Laut Staatsanwaltschaft besteht der Vorwurf, dass Stumpf als Einsatzleiter seine Kräfte nicht davon abgehalten habe, mit den Wasserwerfern auch auf Köpfe von Demonstranten zu zielen. Am "Schwarzen Donnerstag" waren während der Räumung des Schlossgartens bei Auseinandersetzungen 130 Demonstranten und 34 Beamte verletzt worden - die meisten durch Pfefferspray. Den beiden Polizeiführern wird fahrlässige Körperverletzung im Amt vorgeworfen. Die Polizei hatte den Auftrag, den Schlossgarten am Hauptbahnhof zu räumen, damit Bäume für das umstrittene Bahnprojekt Stuttgart 21 gefällt werden konnten.

Gezielte Attacken mit Wasserwerfern?

Im Untersuchungsausschuss Schlossgarten II berichtete der ehemalige Vizechef der Bereitschaftspolizei, Helmut Baumann, dass er Bedenken gegen die Einsatzstrategie des Polizeipräsidiums gehabt habe. Diese seien aber vom Tisch gewischt worden. Er habe zum Beispiel vorgeschlagen, den Einsatz in die Nacht zu "unchristlicher Zeit" zu verlegen, um die Proteste klein zu halten.
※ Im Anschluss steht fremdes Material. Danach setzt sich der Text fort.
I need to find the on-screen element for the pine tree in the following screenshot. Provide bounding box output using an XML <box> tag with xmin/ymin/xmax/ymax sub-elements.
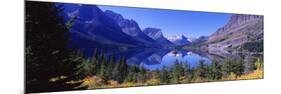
<box><xmin>182</xmin><ymin>62</ymin><xmax>191</xmax><ymax>78</ymax></box>
<box><xmin>75</xmin><ymin>58</ymin><xmax>94</xmax><ymax>77</ymax></box>
<box><xmin>209</xmin><ymin>59</ymin><xmax>222</xmax><ymax>80</ymax></box>
<box><xmin>93</xmin><ymin>48</ymin><xmax>99</xmax><ymax>59</ymax></box>
<box><xmin>25</xmin><ymin>1</ymin><xmax>81</xmax><ymax>93</ymax></box>
<box><xmin>172</xmin><ymin>60</ymin><xmax>184</xmax><ymax>83</ymax></box>
<box><xmin>195</xmin><ymin>60</ymin><xmax>207</xmax><ymax>78</ymax></box>
<box><xmin>160</xmin><ymin>65</ymin><xmax>170</xmax><ymax>83</ymax></box>
<box><xmin>231</xmin><ymin>60</ymin><xmax>244</xmax><ymax>76</ymax></box>
<box><xmin>221</xmin><ymin>58</ymin><xmax>232</xmax><ymax>76</ymax></box>
<box><xmin>99</xmin><ymin>54</ymin><xmax>107</xmax><ymax>80</ymax></box>
<box><xmin>139</xmin><ymin>64</ymin><xmax>147</xmax><ymax>83</ymax></box>
<box><xmin>125</xmin><ymin>65</ymin><xmax>139</xmax><ymax>83</ymax></box>
<box><xmin>106</xmin><ymin>56</ymin><xmax>115</xmax><ymax>80</ymax></box>
<box><xmin>113</xmin><ymin>57</ymin><xmax>128</xmax><ymax>83</ymax></box>
<box><xmin>90</xmin><ymin>51</ymin><xmax>98</xmax><ymax>75</ymax></box>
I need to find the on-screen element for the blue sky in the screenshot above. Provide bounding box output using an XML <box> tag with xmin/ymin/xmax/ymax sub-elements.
<box><xmin>99</xmin><ymin>5</ymin><xmax>231</xmax><ymax>38</ymax></box>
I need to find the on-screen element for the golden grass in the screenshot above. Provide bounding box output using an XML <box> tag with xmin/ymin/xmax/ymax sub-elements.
<box><xmin>70</xmin><ymin>62</ymin><xmax>263</xmax><ymax>89</ymax></box>
<box><xmin>237</xmin><ymin>68</ymin><xmax>263</xmax><ymax>80</ymax></box>
<box><xmin>145</xmin><ymin>78</ymin><xmax>161</xmax><ymax>85</ymax></box>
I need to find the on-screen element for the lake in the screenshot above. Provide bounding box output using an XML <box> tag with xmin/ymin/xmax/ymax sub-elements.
<box><xmin>82</xmin><ymin>48</ymin><xmax>213</xmax><ymax>70</ymax></box>
<box><xmin>141</xmin><ymin>50</ymin><xmax>212</xmax><ymax>70</ymax></box>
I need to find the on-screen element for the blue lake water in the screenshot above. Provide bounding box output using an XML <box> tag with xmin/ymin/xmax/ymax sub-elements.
<box><xmin>143</xmin><ymin>50</ymin><xmax>211</xmax><ymax>70</ymax></box>
<box><xmin>83</xmin><ymin>48</ymin><xmax>212</xmax><ymax>70</ymax></box>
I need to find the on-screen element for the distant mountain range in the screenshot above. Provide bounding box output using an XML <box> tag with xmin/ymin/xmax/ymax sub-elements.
<box><xmin>60</xmin><ymin>4</ymin><xmax>263</xmax><ymax>51</ymax></box>
<box><xmin>61</xmin><ymin>4</ymin><xmax>172</xmax><ymax>48</ymax></box>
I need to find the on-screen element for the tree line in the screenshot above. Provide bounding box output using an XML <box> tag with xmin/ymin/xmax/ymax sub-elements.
<box><xmin>71</xmin><ymin>51</ymin><xmax>248</xmax><ymax>89</ymax></box>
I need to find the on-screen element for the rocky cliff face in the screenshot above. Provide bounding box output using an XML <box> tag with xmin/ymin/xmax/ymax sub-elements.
<box><xmin>143</xmin><ymin>28</ymin><xmax>173</xmax><ymax>45</ymax></box>
<box><xmin>61</xmin><ymin>4</ymin><xmax>145</xmax><ymax>48</ymax></box>
<box><xmin>104</xmin><ymin>10</ymin><xmax>161</xmax><ymax>47</ymax></box>
<box><xmin>205</xmin><ymin>14</ymin><xmax>263</xmax><ymax>50</ymax></box>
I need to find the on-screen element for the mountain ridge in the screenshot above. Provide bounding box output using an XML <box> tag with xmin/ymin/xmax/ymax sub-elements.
<box><xmin>203</xmin><ymin>14</ymin><xmax>263</xmax><ymax>52</ymax></box>
<box><xmin>143</xmin><ymin>27</ymin><xmax>173</xmax><ymax>46</ymax></box>
<box><xmin>61</xmin><ymin>4</ymin><xmax>148</xmax><ymax>48</ymax></box>
<box><xmin>104</xmin><ymin>10</ymin><xmax>161</xmax><ymax>47</ymax></box>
Ein Hauptopfer des Einsatzes sagte vor dem Landgericht aus, die Wasserwerfer hätten gezielt auf Menschen geschossen. Auch er sei von einem auf ihn gerichteten Wasserstoß direkt ins Gesicht getroffen worden, berichtete der seither fast komplett erblindete 70-jährige Dietrich Wagner.